Like many others whilst studying GCSE and A Level biology I found the botanical themed part of the syllabus dull and uninteresting. I arrived at university to find myself surrounded by those with similar experiences in their schools. Not one person I met during my first year of Biological Sciences at Leicester said they wanted to be a professional botanist. Luckily I turned up to all of my lectures and found myself interested and maybe even enjoying some of the botany and ecology modules that I was initially less than thrilled about taking. But there are serious emerging issues in plant science and ecology that need more talent.
- A burgeoning world population needs ever greater crop yields as people become increasingly affluent and demand a higher quality and quantity of food produce.
- Climate change is increasing the incidence of severe weather conditions such as droughts and heavy rains. Some climate models show that with a temperature rise of 2 degrees Celsius by 2050 will lower wheat yields by an average of 50%.

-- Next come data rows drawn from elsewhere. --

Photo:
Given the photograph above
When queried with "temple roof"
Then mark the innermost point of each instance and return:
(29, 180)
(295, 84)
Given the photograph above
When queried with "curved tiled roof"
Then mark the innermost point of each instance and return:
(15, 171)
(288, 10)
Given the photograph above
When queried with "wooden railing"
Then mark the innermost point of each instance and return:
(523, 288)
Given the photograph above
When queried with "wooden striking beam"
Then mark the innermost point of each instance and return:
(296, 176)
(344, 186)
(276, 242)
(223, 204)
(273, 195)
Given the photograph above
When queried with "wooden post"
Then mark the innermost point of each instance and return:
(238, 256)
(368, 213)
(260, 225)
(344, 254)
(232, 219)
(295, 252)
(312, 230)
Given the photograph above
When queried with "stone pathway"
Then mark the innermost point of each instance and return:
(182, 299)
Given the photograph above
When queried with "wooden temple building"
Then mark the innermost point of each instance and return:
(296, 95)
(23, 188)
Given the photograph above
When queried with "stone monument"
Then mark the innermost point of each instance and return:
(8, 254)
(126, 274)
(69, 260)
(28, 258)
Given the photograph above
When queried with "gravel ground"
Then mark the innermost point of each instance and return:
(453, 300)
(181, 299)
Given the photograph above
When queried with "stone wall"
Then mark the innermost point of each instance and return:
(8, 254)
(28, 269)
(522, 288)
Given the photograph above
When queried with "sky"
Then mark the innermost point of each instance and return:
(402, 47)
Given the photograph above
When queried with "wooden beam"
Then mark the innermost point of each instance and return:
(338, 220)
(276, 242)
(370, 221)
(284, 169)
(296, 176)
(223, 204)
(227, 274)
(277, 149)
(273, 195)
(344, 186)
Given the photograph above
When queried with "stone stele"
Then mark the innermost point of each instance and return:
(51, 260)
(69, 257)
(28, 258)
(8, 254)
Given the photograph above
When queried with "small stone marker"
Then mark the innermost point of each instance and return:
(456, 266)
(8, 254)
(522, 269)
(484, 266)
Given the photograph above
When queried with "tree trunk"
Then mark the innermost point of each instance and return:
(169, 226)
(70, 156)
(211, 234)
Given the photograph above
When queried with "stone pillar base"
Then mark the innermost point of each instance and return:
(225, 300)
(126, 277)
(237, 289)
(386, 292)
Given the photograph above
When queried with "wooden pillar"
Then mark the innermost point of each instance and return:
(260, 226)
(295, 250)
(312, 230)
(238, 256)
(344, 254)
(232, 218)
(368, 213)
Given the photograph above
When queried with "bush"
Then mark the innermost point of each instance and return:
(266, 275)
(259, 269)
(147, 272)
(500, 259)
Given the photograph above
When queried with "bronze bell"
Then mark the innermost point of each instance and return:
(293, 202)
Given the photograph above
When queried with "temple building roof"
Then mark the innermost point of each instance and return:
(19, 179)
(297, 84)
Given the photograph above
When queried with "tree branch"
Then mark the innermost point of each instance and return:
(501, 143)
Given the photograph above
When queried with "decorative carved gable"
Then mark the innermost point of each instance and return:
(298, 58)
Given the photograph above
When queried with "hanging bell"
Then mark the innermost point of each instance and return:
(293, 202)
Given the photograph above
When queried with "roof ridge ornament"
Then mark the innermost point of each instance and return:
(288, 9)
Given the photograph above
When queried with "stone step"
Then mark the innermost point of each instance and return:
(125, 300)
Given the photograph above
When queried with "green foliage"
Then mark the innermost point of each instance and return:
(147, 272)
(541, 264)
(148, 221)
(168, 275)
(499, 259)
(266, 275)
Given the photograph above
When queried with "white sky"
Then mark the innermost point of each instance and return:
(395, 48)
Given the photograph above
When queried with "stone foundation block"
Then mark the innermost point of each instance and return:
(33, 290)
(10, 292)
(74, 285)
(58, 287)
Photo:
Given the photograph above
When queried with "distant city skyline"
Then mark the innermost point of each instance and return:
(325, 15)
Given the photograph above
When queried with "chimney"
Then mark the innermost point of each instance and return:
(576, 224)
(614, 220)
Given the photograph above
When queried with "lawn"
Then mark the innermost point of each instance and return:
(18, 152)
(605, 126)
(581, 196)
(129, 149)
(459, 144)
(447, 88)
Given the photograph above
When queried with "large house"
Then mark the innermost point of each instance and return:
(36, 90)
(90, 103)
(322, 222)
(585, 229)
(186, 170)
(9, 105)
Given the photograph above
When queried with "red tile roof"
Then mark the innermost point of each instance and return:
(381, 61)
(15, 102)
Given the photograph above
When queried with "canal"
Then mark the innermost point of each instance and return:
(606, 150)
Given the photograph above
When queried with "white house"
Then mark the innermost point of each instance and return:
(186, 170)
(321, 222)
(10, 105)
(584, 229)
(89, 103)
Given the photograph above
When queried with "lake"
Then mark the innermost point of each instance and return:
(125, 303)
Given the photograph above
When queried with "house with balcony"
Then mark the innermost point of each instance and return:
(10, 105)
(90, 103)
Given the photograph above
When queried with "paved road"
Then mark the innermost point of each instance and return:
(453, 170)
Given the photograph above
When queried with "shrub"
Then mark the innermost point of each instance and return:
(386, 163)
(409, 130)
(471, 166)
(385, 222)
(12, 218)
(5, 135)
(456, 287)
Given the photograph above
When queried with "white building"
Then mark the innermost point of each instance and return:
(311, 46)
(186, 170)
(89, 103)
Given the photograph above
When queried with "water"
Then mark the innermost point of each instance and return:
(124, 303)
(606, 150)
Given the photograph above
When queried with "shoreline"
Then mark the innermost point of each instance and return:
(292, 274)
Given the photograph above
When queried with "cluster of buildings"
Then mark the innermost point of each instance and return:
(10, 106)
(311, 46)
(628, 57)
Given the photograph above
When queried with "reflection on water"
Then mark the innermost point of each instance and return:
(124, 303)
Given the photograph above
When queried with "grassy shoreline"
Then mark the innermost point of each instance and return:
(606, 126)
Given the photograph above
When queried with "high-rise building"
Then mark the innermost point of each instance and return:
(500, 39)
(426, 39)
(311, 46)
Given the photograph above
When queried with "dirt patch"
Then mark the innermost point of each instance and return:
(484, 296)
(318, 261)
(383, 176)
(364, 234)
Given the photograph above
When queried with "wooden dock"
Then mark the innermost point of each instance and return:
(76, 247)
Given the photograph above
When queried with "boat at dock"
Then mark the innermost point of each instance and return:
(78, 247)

- Despite large scale agricultural enterprises, an estimated 50% of world food production is from small small farmers. Many of these are subsistence farmers. The average Vietnamese farm is approximately 340 times smaller than the average US farm. New innovative strategies need to help these farmers use this space effectively.
- Disease can still strike harvests dead in their tracks destroying livelihoods and causing skyrocketing food prices.
- With more individuals demanding a western style lifestyle, the need for fresh water is also climbing. A potato has a water footprint of 25 litres. A hamburger has a water footprint of an estimated 2400 litres. But we live on a planet where only 2.5% of all water is fresh water and much of this is trapped at the polar ice caps. Developing plants capable of reducing their water footprint is vital in some chronically dry regions.
- Nutritional deficits and diseases account for millions of deaths and over 2 billion are malnourished. Not only does the total number of calories produced need to increase, but there also needs to be an increase in global dietary variance and quality.
Have I missed anything else blindingly obviously that screams a need for plant science in the 21st century?
If so please let me know in the comments below, I would love to hear from you!
A nature-conservation dream of mine is that humans will take responsibility for damaging Earth’s lands and waters and will institute a worldwide campaign to reverse the changes. Restoration of stable ecosystems is not possible without botanical knowledge.
On thing that strikes me with regard’s to courses offered in Universities is the confusion that still remains with naming of courses with no visibility of contents or how one differs from another. Few examples: there’s biological sciences, plant science, crop science, botany, biochemistry, molecular biology……all of of which have some elements of plant science built in them. Should we not make the courses such that it offers the wider knowledge that benefits plant science and yet is able to deliver the content in an interesting way taeching about new developments in the area? We have to do a whole new repackaging, I don’t see how increased funding will make students more interested suddenly in the same old content.
It is an undisputable fact that under resource crunch and increasing demand we will have to use every bit of skill and technology that we have to provide food and nutrition to everyone, humans as well as animals, but to stimulate interest, we need a whole new strategy!